Boron Phosphide: What’s it all about?
Boron phosphide, also known as BP (boron phosphide), is an inorganic compound that is made up of boron phosphorus. It’s a form of semiconductor material. Henri Morvasan (1891) synthesized the material. The sphalerite crystal structure is what it looks like.
Boronphosphide will not react to a boiling alkali or concentrated acid solution. It may, however, react with a molten basis such as sodium hydroxide if preheated. Boron-phosphate can withstand oxidation at temperatures below 1000°C. It reacts to chlorine at 500°C. At high pressure, at 2500°C the compound is stable. Over 1100°C some of its phosphorus is lost through vacuum heating. The result is B12p1.8. Its crystal structure is identical to that of the boron caride.
Because it has high resistance to high temperatures and both zinc phosphate’s anticorrosive and high covering and colouring powers, boron white powder is commonly used in non-toxic, anticorrosive paints and coatings. Excellent dispersion, high whiteness and fineness make it a great wear-resistant coating material. Some fields also use boron-phosphide as a semiconductor material. However, boron-phosphide has many other uses. Recent scientists tried something new.
Nonmetallic Electrocatalysts For Boron Phosphide
We all know that increased fuel consumption is accelerating the atmospheric concentration of carbon dioxide (CO2) and raising concern about an energy crisis. This can lead to global warming. This problem can be solved by the conversion of carbon dioxide to high value carbon-based fuels, and chemical materials. Electrochemical CO2 removal (CO2RR), however, is a multi-step Electrochemical transfer. These Electrochemical reductions can produce a wide range of products. Methanol, the most valuable C1 product, has an extremely high energy density and is easily stored at atmospheric pressure. This makes it a great fuel-cell material. The University of Electronic Science and Technology of China’s Sun Xoping recently published a boron phosphide-based nanoparticle that is a nonmetallic electrocatalyst for the electrochemical conversion of CO2 to methanol. When the reduction potential of methanol was 0.5V, the Faraday Efficiency of methanol product reached 92.0%. The decisive step in the reduction reaction pathway is *CO+*OH, *CO+*H2O and the corresponding Gibbs energy becomes 1.36 eV. Additionally, the BP (111) crystal surface’s desorption barrier of CO was very high at 0.95 eV. The CH2O and CO2O corresponding Gibbs free energies were 1.36 eV. These factors are important for high selective CO2 reduction to methanol with the BP catalyst.

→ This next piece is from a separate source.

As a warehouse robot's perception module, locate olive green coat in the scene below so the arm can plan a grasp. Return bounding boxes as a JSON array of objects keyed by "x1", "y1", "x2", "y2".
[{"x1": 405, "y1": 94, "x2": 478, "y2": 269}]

Before this invention, CO2RR catalysts could have been made from precious metals. Metal-based and metal-based metals are often used. But the former were difficult to apply in large quantities due to their high costs, while the latter ran the risk of metal ion emissions causing environmental pollution. The effort of Professor Sun Xuping and his team saved costs while improving the reaction efficiency. The future holds many opportunities for large-scale application.